Here is my full scenario: I have a static site hosted on S3. Its just an interface for uploading an file. The upload is done using API Gateway as an endpoint, that triggers an lambda function.
This lambda function will read the XLSX file, process it and upload the json to an S3 Bucket. The PUT event on the bucket, triggers another lambda function, which will read this json and send as messages to an SQS Queue. Then, as soon an message arrives it spins up an EC2 instance for processing.
The problem is: I don't know what is going on, but my output is getting totally scrambled. It is something like nothing is decoding the base64 after receiving it.

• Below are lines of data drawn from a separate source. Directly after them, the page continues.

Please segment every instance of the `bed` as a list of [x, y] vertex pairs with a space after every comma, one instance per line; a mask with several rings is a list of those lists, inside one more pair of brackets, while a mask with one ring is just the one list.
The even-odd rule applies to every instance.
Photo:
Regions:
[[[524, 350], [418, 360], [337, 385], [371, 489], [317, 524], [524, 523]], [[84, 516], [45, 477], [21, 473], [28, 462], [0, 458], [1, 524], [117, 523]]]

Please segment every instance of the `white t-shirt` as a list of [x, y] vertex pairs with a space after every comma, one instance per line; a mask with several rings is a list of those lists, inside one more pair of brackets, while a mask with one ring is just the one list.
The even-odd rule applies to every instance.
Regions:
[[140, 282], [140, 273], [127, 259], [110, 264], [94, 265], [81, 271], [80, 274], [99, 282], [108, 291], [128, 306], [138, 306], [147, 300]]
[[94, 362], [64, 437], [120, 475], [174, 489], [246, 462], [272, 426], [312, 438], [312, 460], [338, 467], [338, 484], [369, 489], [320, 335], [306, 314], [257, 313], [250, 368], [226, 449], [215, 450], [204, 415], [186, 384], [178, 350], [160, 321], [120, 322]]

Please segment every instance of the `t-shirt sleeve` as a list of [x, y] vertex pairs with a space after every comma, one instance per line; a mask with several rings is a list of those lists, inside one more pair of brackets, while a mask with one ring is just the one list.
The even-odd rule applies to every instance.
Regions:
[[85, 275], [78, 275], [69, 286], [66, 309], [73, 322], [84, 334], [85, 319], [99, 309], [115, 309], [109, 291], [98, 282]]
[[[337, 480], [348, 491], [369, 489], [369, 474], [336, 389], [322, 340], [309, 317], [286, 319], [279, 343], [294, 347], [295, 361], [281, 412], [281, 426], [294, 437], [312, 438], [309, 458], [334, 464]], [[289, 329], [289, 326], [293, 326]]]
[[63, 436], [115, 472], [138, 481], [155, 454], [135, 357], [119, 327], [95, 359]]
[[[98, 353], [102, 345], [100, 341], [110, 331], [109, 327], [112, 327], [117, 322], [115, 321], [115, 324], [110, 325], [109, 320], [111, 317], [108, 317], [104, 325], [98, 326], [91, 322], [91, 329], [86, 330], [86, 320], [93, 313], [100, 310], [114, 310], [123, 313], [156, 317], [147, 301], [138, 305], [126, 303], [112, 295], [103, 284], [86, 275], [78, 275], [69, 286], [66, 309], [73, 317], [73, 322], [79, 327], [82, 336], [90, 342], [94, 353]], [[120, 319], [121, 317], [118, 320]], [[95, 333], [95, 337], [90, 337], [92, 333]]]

Here is an example of my output:
The API Gateway has been setup correctly, i'm pretty sure about that:
When testing sending a file trough Postman, it works without problems. Based on this i suppose the API has been setup fine and also the function, its something happening between the browser and the lambda function \ api call.
This is what my log on the lambda shows:
2024-09-03T22:13:31.337Z 2024-09-03T22:13:31.337Z a107932e-0bde-4b4c-ad8d-478625019503 INFO Processed data: [ [ { "numCpfCnpj": "Content-Disposition: form-data", "numAcordo": " name="file"" }
], null, ]....lots of binary data
This part specially:
"numCpfCnpj": "Content-Disposition: form-data", "numAcordo": " name=\"file\"" }
Got my attention, because it looks like something is wrong with the decoding, since those headers are present where there should be data.
This is the code i'm using to Read the XLSX file:
import XLSX from 'xlsx';
import { S3Client, PutObjectCommand } from '@aws-sdk/client-s3';
const s3Client = new S3Client({ region: process.env.AWS_REGION });
const processXlsxFile = (fileContent) => { // Corrected arrow function syntax and added closing brace
const workbook = XLSX.read(fileContent, { type: 'buffer' });
const sheet = workbook.Sheets[workbook.SheetNames[0]];
// Convert all rows to JSON, treating every cell as text to preserve leading zeros
const data = XLSX.utils.sheet_to_json(sheet, {
header: 1, // Use the first row as the header
raw: false // Ensure that all cells are treated as strings
}).slice(1); // Skip the header row
// Process the data and pad CPF/CNPJ numbers as needed
return data.reduce((acc, row, index) => { // Corrected arrow function syntax
// Skip empty or invalid rows
if (!row[0] || !row[1]) return acc;
// Determine if the number is CPF (11 digits) or CNPJ (14 digits)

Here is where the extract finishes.